KIT achieves 18 percent effectiveness with perovskite solar module
- Scientists at the German Karlsruhe Institute of Technology (KIT) have actually produced perovskite solar modules with virtually no scaling losses. They combined serial interconnection by laser with vacuum processing of all layers of the solar cell.
With the combination of vacuum cleaner handling and laser ablation, the researchers at KIT's Light Technology Institute (LTI) accomplished effectiveness of up to 16.6 percent on a part location of more than 50 square centimeters and also of 18 percent on a location of four square centimeters - according to KIT, "globe record for vacuum-processed perovskite solar modules."
In photovoltaics, perovskite semiconductors "are considered to be especially appealing products for the future, thanks to their affordable accessibility, their simplicity of manufacture, and also their massive effectiveness capacity," according to the researchers. Produced busy, the cells currently accomplish effectiveness of greater than 25 percent.
" A vital challenge is to move the efficiencies attained on surfaces of a few square millimeters to normal solar module surface areas of several hundred square centimeters," claims Tobias Abzieher, who heads the development of vacuum-deposited perovskite solar cells at the LTI. In the case of perovskite solar modules, upscaling has up until now led to substantial losses in effectiveness. On the one hand, the bigger the areas, the harder it is to transfer the private solar cell layers, and also on the other hand, the series link leads to supposed dead areas between the energetic solar cell strips. These are areas that can not contribute to power generation later, yet would be needed for the series link, according to the Karlsruhe team, which decreased the influence of both loss devices by vapor-depositing all layers of the solar modules in a vacuum cleaner. The outcome is "a vital action from the lab to sector."
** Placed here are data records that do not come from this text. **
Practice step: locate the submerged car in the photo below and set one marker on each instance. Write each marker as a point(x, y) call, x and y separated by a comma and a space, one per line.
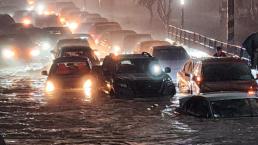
point(136, 75)
point(216, 74)
point(71, 76)
point(220, 105)
point(172, 56)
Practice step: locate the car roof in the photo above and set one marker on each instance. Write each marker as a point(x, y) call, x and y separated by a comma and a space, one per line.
point(217, 96)
point(76, 47)
point(135, 56)
point(151, 42)
point(71, 59)
point(221, 59)
point(169, 47)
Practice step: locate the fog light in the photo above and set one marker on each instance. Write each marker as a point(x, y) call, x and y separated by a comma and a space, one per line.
point(50, 87)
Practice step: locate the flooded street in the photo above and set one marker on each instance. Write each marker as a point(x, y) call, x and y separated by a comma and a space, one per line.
point(27, 117)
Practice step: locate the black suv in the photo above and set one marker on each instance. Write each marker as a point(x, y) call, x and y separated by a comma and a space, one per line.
point(136, 75)
point(71, 76)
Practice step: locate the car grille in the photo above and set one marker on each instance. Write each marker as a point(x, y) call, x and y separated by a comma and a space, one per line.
point(147, 87)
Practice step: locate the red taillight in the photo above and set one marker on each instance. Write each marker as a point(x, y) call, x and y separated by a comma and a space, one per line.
point(251, 91)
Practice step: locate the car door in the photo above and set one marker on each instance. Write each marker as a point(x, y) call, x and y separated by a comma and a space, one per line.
point(198, 107)
point(196, 78)
point(184, 77)
point(108, 68)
In the future, the scientists plan to work on enhancing the pure solar cell layer pile along with additional minimizing dead areas. "If we fully exploit the capacity of the technology, the production of perovskite solar modules with efficiencies of dramatically more than 20 percent even on even larger areas is a goal that can be recognized in the near future," claims Ulrich W. Paetzold, head of the cross-institutional Taskforce Perovskite Photovoltaics at KIT. The research in the department "Next Generation Photovoltaics" at the Institute of Microstructure Technology (IMT) and at the LTI of KIT is sustained by the German Federal Ministry for Economic Affairs and Energy in the joint project CAPITANO and also within the EU Framework Program for Research and also Innovation Horizon 2020.